Rabban Chimon ben Gamliel conteste et estime : "lo timkor, mipnei chehi chevah beit aviha" - il ne faut pas les vendre, parce qu'ils constituent la gloire de la maison de son père. Ces esclaves et servantes sont comme un bien familial lié à la maison de son père, dont on ne se sépare pas à la légère. Il faut donc les conserver tels qu'ils sont, et ce qu'ils produisent, ils le produisent.
Vieux oliviers et vignes :
La michna poursuit : "naflou la zeitim ougfanim zekenim" - elle a hérité d'oliviers ou de vignes qui ont vieilli et ne donnent plus une récolte abondante. La règle est : "yimakhrou leetsim" - ils seront vendus comme bois ; "velaka bahen karka" - et avec leur prix on achètera une terre ; "veakhal peirot" - et le mari en consomme les fruits. Rabbi Yehouda conteste de façon semblable aux propos de Rabban Chimon ben Gamliel au sujet des esclaves et dit : "lo timkor, chehi chevah beit aviha" - ils sont comme un héritage familial, et il ne faut pas les vendre.
La Guemara restreint la portée de ce désaccord :
Dans un champ qui ne lui appartient pas : lorsque les oliviers et les vignes sont plantés dans le champ d'autrui, c'est là-dessus que les Tanaïm sont en désaccord.
Dans son propre champ : tous s'accordent à dire qu'il ne faut pas les vendre, car ils sont considérés comme la gloire de la maison de son père.
Les dépenses du mari sur les biens de son épouse :
La michna traite du cas d'un homme qui a engagé des dépenses sur les biens de son épouse, c'est-à-dire qui a investi de l'argent pour améliorer ses biens meloug, puis le mariage a pris fin et il l'a répudiée. Dans ce cas, on n'entre pas dans des comptes détaillés : qu'il ait dépensé beaucoup et consommé peu des fruits, ou qu'il ait dépensé peu et consommé beaucoup - "ma chehotsi hotsi, ouma cheakhal akhal". On ne calcule pas s'il doit récupérer le montant de ses dépenses, ni si elle a droit à une compensation parce que son investissement était minime. Du moment qu'il a dépensé de l'argent et aussi consommé des fruits, la chose est considérée comme se compensant, quel que soit son montant.
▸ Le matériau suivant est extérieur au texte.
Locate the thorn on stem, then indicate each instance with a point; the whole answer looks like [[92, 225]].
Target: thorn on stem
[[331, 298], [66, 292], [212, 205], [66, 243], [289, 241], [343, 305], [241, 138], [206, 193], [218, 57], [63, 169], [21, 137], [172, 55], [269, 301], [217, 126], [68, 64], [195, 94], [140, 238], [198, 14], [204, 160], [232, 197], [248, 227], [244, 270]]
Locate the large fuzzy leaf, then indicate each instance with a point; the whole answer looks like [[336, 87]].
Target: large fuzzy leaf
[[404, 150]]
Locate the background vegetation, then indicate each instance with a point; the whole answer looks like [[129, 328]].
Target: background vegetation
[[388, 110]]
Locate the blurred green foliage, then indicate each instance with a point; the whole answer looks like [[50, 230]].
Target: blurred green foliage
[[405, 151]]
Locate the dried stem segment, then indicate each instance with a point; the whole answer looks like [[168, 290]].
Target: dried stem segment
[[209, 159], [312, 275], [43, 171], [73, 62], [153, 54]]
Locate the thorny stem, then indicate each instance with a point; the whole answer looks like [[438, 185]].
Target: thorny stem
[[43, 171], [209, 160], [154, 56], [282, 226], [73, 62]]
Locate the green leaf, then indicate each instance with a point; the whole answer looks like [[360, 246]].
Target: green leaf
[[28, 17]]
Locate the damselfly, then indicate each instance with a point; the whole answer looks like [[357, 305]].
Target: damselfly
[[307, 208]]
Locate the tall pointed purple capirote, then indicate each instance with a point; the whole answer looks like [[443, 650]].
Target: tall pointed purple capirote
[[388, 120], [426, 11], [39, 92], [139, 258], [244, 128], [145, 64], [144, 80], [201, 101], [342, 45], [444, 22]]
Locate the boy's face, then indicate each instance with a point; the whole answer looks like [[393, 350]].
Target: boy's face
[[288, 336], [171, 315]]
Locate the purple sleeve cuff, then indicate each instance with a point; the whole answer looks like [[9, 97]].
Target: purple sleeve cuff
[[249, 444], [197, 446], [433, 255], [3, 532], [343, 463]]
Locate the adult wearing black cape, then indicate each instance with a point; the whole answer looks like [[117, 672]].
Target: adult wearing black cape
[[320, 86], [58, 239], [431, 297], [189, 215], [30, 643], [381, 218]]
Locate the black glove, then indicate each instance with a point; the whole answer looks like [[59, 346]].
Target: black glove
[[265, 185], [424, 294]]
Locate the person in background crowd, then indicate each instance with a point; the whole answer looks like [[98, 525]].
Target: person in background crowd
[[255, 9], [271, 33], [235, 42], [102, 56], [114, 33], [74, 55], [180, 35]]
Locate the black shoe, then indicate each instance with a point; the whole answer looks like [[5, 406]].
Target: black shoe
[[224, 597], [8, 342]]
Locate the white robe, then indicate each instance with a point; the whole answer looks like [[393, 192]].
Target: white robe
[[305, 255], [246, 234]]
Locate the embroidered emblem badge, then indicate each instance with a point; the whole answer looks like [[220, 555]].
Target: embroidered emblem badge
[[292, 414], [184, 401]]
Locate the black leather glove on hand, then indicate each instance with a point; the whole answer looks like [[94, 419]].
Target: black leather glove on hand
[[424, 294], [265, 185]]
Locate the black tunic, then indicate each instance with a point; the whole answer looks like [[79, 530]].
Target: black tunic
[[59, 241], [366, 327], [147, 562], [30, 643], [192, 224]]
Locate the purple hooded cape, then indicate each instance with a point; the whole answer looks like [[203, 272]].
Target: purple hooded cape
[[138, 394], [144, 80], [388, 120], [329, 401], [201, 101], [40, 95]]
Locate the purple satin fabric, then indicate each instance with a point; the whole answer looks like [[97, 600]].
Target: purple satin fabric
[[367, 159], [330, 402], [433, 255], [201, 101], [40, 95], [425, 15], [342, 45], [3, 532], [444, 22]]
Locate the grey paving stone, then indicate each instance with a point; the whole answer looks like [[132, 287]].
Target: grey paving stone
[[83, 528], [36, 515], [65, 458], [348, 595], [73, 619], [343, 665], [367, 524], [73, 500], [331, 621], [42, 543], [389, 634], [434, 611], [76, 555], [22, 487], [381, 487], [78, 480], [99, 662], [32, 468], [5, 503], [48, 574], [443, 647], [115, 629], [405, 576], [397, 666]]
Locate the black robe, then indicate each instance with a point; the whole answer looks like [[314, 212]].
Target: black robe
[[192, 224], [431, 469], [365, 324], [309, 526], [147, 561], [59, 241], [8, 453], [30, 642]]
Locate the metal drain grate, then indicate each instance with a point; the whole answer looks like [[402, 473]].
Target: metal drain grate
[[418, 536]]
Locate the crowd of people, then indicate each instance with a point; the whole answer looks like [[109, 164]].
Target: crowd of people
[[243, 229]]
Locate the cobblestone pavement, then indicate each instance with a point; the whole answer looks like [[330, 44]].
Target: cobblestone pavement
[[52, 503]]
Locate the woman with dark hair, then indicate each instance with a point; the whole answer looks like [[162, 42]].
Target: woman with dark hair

Mais s'il "hotsi velo akhal" - il a investi de l'argent dans l'amélioration et n'a rien consommé du tout des fruits, et voici qu'ils divorcent maintenant - la règle est "yichava kama hotsi veyitol" : il doit prêter serment sur le montant de ses dépenses, et percevoir cette somme sur les biens.
La Guemara nuance cette règle et l'établit selon ces modalités :
Lorsque l'amélioration est égale à la dépense ou la dépasse : le mari prête serment sur le montant de ses dépenses et perçoit l'intégralité de ses dépenses.
Lorsque la dépense dépasse l'amélioration : il ne perçoit pas tout ce qu'il a dépensé, mais seulement le montant de l'amélioration - c'est-à-dire selon ce dont la valeur des biens a effectivement augmenté.
En résumé : nous avons appris que des esclaves et servantes âgés reçus par une femme sont vendus, et qu'avec leur prix on achète une terre dont le mari consomme les fruits, tandis que Rabban Chimon ben Gamliel conteste au motif de la gloire de la maison de son père ; il en va de même pour les vieux oliviers et vignes, qui sont vendus comme bois, et Rabbi Yehouda conteste - leur désaccord portant précisément sur ceux qui sont plantés dans un champ qui ne lui appartient pas, mais dans son propre champ tous s'accordent à dire qu'il ne faut pas les vendre. Nous avons encore appris au sujet des dépenses : lorsqu'il a dépensé et consommé, ce qu'il a dépensé il l'a dépensé et ce qu'il a consommé il l'a consommé ; et lorsqu'il a dépensé sans consommer, il prête serment et perçoit, à condition de ne pas percevoir plus que le montant de l'amélioration.